MPs commit to expedite legislative procedures

One-year into the parliamentary five-year term, the Lower Chamber of Deputies has recommitted itself to expedite the legislative process.
Members of Parliament attend a session earlier this month. (Timothy Kisambira)
Members of Parliament attend a session earlier this month. (Timothy Kisambira)

One-year into the parliamentary five-year term, the Lower Chamber of Deputies has recommitted itself to expedite the legislative process.

Briefing journalists on activities of the first year of parliament mandate, Speaker Donatile Mukabalisa yesterday said Parliament is working hard to ensure that bills enacted are made operational three months after being passed.

“Parliament has realised that implementation of some laws is delayed by ministerial enforcement orders. We have come up with a list of all laws that were published in the Official Gazette but have not been implemented pending ministerial orders,” Mukabalisa said, adding that they have already  got a recommendation from the Prime Minister’s office.

The Speaker’s remarks follow reports that some laws passed by Parliament have not been operational pending ministerial orders.

For example the law establishing medical professional insurance which was passed and published in the Official Gazette two years ago has not been operational due to delayed ministerial order, according to sources. 

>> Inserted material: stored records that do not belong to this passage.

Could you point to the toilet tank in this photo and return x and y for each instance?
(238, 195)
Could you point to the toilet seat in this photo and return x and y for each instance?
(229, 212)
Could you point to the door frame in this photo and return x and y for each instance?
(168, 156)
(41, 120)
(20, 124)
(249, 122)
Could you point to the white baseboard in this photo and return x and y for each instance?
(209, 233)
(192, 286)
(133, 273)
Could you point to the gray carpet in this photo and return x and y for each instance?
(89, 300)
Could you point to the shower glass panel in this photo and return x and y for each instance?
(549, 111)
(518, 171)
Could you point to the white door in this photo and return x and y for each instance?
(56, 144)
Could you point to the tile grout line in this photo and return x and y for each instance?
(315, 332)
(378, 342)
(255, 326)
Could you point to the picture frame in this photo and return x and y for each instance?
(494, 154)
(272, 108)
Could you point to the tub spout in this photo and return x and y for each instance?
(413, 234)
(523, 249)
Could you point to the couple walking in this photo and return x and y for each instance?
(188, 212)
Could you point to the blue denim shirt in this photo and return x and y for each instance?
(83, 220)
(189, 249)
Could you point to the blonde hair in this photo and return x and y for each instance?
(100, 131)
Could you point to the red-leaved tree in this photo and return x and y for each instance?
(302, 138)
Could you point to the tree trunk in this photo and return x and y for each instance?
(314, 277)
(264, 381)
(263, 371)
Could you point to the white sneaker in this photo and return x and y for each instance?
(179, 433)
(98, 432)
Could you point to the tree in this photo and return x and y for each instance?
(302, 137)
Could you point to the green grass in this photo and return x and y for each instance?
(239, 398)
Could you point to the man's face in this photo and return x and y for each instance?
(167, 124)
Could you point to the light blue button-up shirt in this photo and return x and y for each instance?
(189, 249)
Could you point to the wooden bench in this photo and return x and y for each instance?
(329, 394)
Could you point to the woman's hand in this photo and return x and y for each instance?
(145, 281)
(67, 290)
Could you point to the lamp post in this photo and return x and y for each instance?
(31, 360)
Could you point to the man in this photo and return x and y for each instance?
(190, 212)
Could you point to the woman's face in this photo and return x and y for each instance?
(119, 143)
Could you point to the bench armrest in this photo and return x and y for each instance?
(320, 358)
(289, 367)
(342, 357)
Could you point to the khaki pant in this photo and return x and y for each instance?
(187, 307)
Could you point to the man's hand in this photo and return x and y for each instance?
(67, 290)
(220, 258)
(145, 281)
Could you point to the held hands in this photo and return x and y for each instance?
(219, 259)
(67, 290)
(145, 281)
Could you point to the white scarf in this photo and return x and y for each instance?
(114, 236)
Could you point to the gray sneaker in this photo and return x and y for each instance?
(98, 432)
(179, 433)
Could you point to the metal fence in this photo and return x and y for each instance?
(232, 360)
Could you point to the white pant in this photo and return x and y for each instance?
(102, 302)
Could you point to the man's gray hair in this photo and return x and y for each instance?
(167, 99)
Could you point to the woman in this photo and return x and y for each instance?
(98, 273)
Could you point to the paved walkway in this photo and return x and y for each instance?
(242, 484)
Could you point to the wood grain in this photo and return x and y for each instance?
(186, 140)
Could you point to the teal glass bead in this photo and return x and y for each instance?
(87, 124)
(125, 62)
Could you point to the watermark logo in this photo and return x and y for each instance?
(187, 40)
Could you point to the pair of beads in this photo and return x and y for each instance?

“When the three months elapse, we shall task  stakeholders to explain the delays,” she added.

Since October 2013, when the Lower Chamber was sworn in, it has received 60 bills of which 54 were scrutinised and 41 of them passed and published in the Official Gazette, representing 95 per cent of performance execution by the legislature.

“This has been a busy year. Many reports, bills have been presented before us. We are delighted with the businesses we have executed and  hope to do better in the following years,” added Mukabalisa.

Meanwhile, Jean D’Arc Uwimanimpaye, the Deputy Speaker dismissed claims that lawmakers rarely visit villages to address grassroots issues.

“We do field visits twice every month, where we go to villages, attend village council meetings and engage local leaders on various leadership and community initiatives,” she said. 

 She said they would continue to do their routine visits to various localities in a bid to promote accountable and participatory leadership.